Evidence-based therapy approaches help children develop skills, manage emotions, and overcome challenges. Different therapy types address different needs.
What Is Therapy?
Therapy is a collaborative process where a trained professional helps a child develop skills, process emotions, change problematic behaviors, or manage challenges. Good therapy is tailored to the specific child.
Types of Therapy
Behavioral therapy uses learning principles to teach new behaviors and reduce problematic ones. Speech-language therapy addresses communication. Occupational therapy addresses sensory, motor, and daily living skills. Developmental therapy supports overall development. Cognitive-behavioral therapy teaches thinking skills alongside behavioral ones.
How Therapy Works
Effective therapy includes assessment (understanding the child), goal-setting (clear targets), intervention (teaching and practicing), progress monitoring (tracking change), and adjustment (changing approaches if progress isn’t happening).
Combining Therapies
Many children benefit from multiple types of therapy simultaneously. A child with autism might receive ABA (behavior), speech therapy, and occupational therapy together, each addressing different needs.
Intensity and Duration
Some children benefit from intensive services (multiple hours per week).
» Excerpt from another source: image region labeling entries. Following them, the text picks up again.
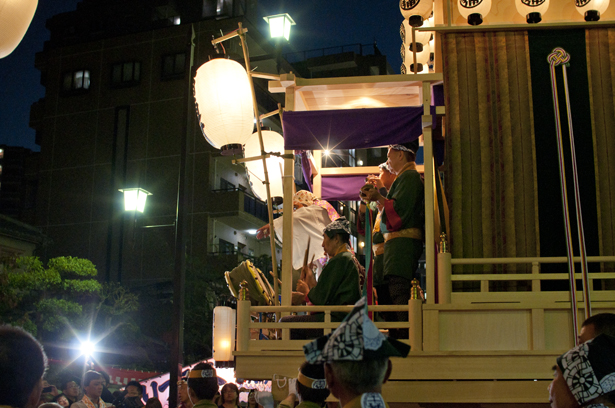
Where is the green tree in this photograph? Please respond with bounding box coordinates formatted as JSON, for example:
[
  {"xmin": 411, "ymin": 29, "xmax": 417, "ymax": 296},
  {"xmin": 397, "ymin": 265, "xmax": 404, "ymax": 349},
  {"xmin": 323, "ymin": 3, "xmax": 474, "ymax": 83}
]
[
  {"xmin": 93, "ymin": 282, "xmax": 139, "ymax": 331},
  {"xmin": 0, "ymin": 256, "xmax": 102, "ymax": 339}
]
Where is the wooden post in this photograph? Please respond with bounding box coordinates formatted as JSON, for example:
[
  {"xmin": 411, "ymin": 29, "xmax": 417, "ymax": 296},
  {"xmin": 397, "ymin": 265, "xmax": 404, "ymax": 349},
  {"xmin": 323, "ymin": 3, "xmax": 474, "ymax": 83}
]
[
  {"xmin": 408, "ymin": 299, "xmax": 423, "ymax": 352},
  {"xmin": 438, "ymin": 252, "xmax": 453, "ymax": 304},
  {"xmin": 236, "ymin": 300, "xmax": 250, "ymax": 351},
  {"xmin": 422, "ymin": 82, "xmax": 437, "ymax": 304}
]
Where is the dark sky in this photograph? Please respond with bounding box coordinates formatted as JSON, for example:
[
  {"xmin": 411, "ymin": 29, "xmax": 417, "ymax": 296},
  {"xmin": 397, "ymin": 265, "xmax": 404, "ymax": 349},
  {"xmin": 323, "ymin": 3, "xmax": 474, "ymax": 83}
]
[{"xmin": 0, "ymin": 0, "xmax": 402, "ymax": 151}]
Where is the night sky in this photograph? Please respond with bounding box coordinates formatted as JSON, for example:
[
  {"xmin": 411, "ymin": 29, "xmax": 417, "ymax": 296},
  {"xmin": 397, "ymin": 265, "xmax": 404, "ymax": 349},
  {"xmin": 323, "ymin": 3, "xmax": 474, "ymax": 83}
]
[{"xmin": 0, "ymin": 0, "xmax": 402, "ymax": 151}]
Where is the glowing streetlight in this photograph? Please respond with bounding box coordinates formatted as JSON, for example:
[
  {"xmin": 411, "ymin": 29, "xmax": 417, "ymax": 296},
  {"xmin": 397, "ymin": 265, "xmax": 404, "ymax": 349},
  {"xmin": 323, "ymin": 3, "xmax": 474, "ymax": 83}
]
[
  {"xmin": 263, "ymin": 13, "xmax": 295, "ymax": 41},
  {"xmin": 79, "ymin": 340, "xmax": 95, "ymax": 358},
  {"xmin": 119, "ymin": 188, "xmax": 152, "ymax": 213}
]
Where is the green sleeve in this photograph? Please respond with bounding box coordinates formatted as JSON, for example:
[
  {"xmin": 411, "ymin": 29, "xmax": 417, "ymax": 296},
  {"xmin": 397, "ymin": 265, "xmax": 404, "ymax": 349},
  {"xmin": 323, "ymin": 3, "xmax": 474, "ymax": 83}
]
[{"xmin": 308, "ymin": 252, "xmax": 361, "ymax": 306}]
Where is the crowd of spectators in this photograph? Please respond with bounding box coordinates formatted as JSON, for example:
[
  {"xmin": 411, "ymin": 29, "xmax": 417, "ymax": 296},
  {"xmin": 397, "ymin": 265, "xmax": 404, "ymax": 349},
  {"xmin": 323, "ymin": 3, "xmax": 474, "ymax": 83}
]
[{"xmin": 0, "ymin": 312, "xmax": 615, "ymax": 408}]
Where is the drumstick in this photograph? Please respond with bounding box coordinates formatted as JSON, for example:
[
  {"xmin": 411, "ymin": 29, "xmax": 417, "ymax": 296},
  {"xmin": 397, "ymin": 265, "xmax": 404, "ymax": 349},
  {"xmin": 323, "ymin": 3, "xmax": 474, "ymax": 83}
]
[{"xmin": 303, "ymin": 237, "xmax": 313, "ymax": 266}]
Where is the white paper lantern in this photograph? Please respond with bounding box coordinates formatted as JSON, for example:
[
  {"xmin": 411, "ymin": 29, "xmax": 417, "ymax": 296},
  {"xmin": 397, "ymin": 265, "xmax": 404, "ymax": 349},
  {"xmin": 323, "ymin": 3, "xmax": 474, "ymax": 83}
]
[
  {"xmin": 457, "ymin": 0, "xmax": 491, "ymax": 25},
  {"xmin": 194, "ymin": 58, "xmax": 254, "ymax": 152},
  {"xmin": 575, "ymin": 0, "xmax": 609, "ymax": 21},
  {"xmin": 244, "ymin": 130, "xmax": 284, "ymax": 201},
  {"xmin": 212, "ymin": 306, "xmax": 236, "ymax": 361},
  {"xmin": 515, "ymin": 0, "xmax": 549, "ymax": 24},
  {"xmin": 400, "ymin": 62, "xmax": 429, "ymax": 74},
  {"xmin": 0, "ymin": 0, "xmax": 38, "ymax": 58},
  {"xmin": 406, "ymin": 43, "xmax": 431, "ymax": 65},
  {"xmin": 399, "ymin": 19, "xmax": 433, "ymax": 44},
  {"xmin": 399, "ymin": 0, "xmax": 433, "ymax": 27}
]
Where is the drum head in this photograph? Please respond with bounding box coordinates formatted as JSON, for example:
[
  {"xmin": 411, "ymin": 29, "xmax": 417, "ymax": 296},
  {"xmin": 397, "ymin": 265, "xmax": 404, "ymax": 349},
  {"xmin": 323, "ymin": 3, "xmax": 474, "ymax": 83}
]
[{"xmin": 225, "ymin": 261, "xmax": 272, "ymax": 306}]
Others do well with less intensive support. Duration varies—some issues resolve quickly with good intervention; others require longer-term support.
Measuring Progress
Effective therapy relies on objective measurement. You should see progress toward goals. If you’re not seeing progress after reasonable time and effort, ask why and consider adjustments.
Supporting Therapy at Home
Parent involvement is essential. The therapist teaches skills; you help your child practice them at home. Therapy without home practice is much less effective.